= Respondesign =

American video game developer

responDesign, Inc. was an American video game developer focused on exergaming. It was founded in 2003 by Ted Spooner, Phineas Barnes, and Daryn Chapman in Portland, Oregon, around the concept of a virtual personal trainer for video game consoles. The company operated under the name RespondWell for a period before its acquisition, a name since retired and subsequently adopted by an unrelated entity.

==History==
The company's flagship product was Yourself! Fitness, a program that guided users through exercise routines on home gaming consoles.

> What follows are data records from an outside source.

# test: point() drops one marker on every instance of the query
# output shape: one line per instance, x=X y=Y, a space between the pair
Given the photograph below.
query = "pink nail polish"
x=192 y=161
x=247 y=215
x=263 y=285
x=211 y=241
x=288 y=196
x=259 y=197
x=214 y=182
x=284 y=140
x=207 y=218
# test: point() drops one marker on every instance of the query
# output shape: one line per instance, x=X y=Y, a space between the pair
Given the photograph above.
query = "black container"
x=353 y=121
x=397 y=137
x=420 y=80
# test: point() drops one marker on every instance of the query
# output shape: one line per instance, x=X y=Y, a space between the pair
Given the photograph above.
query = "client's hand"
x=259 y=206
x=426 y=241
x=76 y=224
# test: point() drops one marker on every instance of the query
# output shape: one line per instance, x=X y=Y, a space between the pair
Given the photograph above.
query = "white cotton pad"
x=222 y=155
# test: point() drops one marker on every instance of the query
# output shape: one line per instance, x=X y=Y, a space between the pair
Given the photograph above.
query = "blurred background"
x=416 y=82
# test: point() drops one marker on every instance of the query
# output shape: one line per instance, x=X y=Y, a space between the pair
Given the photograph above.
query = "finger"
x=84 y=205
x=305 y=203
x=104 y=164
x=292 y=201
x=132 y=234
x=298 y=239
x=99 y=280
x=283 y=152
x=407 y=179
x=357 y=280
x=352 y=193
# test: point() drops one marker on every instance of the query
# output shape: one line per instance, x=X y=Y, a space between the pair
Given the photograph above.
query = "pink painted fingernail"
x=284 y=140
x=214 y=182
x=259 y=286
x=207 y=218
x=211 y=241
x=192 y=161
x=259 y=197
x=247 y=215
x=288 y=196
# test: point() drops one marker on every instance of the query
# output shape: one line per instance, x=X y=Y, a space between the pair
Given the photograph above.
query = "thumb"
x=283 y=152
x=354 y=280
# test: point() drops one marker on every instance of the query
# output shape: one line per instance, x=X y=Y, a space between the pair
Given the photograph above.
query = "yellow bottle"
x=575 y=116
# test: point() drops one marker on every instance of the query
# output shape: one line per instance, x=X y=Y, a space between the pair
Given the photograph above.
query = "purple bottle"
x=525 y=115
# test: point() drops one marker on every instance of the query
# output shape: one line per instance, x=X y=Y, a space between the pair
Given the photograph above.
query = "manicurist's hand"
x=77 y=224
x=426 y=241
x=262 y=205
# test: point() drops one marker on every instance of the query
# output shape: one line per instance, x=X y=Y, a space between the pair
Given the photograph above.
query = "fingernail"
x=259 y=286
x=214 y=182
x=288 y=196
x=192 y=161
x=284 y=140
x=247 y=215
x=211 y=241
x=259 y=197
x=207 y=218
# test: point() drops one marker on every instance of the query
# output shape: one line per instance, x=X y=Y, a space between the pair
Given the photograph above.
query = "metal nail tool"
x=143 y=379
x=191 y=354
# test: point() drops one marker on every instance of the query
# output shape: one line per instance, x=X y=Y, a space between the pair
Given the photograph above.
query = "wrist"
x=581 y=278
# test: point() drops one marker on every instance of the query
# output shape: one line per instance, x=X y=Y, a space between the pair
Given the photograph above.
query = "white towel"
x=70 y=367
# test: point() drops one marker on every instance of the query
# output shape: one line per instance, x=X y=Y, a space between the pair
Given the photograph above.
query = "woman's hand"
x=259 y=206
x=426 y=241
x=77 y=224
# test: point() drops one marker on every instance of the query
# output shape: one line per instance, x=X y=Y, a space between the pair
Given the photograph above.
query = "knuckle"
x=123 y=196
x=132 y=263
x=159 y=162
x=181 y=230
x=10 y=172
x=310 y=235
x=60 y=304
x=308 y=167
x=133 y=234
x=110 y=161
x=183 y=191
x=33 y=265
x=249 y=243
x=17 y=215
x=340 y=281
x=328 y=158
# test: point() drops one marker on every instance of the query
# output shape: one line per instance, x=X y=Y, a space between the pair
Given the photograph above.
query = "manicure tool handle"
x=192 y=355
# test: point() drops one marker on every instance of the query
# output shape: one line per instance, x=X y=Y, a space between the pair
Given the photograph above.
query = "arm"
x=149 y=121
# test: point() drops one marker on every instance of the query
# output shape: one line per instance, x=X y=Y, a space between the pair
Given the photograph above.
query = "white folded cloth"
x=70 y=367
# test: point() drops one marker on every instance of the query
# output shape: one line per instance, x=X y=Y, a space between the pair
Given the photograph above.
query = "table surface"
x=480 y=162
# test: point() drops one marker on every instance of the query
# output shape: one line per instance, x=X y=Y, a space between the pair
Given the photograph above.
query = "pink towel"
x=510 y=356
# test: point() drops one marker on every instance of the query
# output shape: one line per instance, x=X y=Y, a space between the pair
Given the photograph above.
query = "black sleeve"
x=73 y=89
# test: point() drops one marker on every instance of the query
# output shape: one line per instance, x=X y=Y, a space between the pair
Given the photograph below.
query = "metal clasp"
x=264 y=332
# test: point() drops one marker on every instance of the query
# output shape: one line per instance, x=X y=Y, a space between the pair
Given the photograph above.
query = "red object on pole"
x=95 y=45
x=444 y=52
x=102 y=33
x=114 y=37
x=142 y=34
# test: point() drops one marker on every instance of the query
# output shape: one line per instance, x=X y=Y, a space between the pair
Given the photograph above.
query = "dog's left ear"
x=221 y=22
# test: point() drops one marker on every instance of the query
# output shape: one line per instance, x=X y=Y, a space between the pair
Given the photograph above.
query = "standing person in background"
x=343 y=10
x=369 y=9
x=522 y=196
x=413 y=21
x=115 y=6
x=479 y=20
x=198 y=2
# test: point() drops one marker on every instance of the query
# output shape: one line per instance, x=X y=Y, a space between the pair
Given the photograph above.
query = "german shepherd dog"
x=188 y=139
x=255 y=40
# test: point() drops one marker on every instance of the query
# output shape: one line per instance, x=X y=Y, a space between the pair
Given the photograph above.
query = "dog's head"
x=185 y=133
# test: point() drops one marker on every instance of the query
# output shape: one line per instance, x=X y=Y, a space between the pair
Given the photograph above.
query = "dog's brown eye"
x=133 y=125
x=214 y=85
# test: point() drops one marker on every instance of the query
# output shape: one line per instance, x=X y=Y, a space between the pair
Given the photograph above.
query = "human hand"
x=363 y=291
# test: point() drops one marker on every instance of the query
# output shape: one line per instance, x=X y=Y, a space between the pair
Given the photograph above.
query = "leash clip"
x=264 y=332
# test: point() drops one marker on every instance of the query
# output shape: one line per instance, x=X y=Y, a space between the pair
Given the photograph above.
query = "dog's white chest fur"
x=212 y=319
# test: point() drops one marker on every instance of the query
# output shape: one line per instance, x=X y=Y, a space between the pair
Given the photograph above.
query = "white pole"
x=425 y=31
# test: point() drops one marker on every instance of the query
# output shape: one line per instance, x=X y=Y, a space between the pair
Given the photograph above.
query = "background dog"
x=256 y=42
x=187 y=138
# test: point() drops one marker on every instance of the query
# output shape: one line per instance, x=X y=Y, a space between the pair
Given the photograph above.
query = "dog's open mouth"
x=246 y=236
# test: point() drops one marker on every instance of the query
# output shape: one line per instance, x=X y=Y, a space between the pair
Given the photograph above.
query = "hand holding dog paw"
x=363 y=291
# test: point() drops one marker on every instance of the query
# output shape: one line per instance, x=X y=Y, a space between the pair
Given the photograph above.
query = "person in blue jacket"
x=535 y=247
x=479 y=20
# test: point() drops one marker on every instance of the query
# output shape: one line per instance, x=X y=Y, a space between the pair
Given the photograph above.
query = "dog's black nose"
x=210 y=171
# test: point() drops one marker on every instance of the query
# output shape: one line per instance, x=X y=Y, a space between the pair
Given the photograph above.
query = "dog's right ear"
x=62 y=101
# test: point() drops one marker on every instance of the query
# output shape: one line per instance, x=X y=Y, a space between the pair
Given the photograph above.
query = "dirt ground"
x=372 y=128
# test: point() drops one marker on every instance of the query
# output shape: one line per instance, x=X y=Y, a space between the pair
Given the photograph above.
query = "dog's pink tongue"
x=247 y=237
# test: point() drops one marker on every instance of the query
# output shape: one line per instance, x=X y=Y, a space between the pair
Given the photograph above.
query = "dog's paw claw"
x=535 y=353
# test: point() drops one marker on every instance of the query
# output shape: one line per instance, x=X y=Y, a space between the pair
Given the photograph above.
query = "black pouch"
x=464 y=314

In 2004, responDesign Inc. was sued, along with Microsoft, by writer Roger Avary. The suit alleged unauthorized use of Avary's Virtual Yoga concept in a game developed in partnership with Microsoft. Chief Executive Ted Spooner disputed the allegation.

In 2006, the company entered into an agreement with McDonald's to distribute four Yourself! Fitness titles alongside the chain's healthier meal options for a four-week period.

In October 2016, the company was acquired by Zimmer Biomet Holdings for an undisclosed sum. Following the acquisition, the RespondWell name was retired.

The RespondWell trademark (USPTO Serial No. 86292196) was cancelled on September 24, 2021 under Section 8 for failure to file a declaration of continued use, confirming the name was no longer in active commercial use.

=== Unrelated use of the RespondWell name ===
As of 2026, the name RespondWell is used by RespondWell, LLC, a Colorado-based direct-to-consumer telehealth platform serving first responders. The company is unrelated to responDesign, Inc. or Zimmer Biomet. RespondWell, LLC connects firefighters, law enforcement officers, emergency medical personnel, and dispatchers with licensed healthcare providers and licensed pharmacies for prescription wellness treatments. The platform is LegitScript-certified.

On September 1, 2026, the United States Patent and Trademark Office issued a new registration for the RespondWell mark to RespondWell, LLC (Serial No. 99652441, Registration No. 8421739).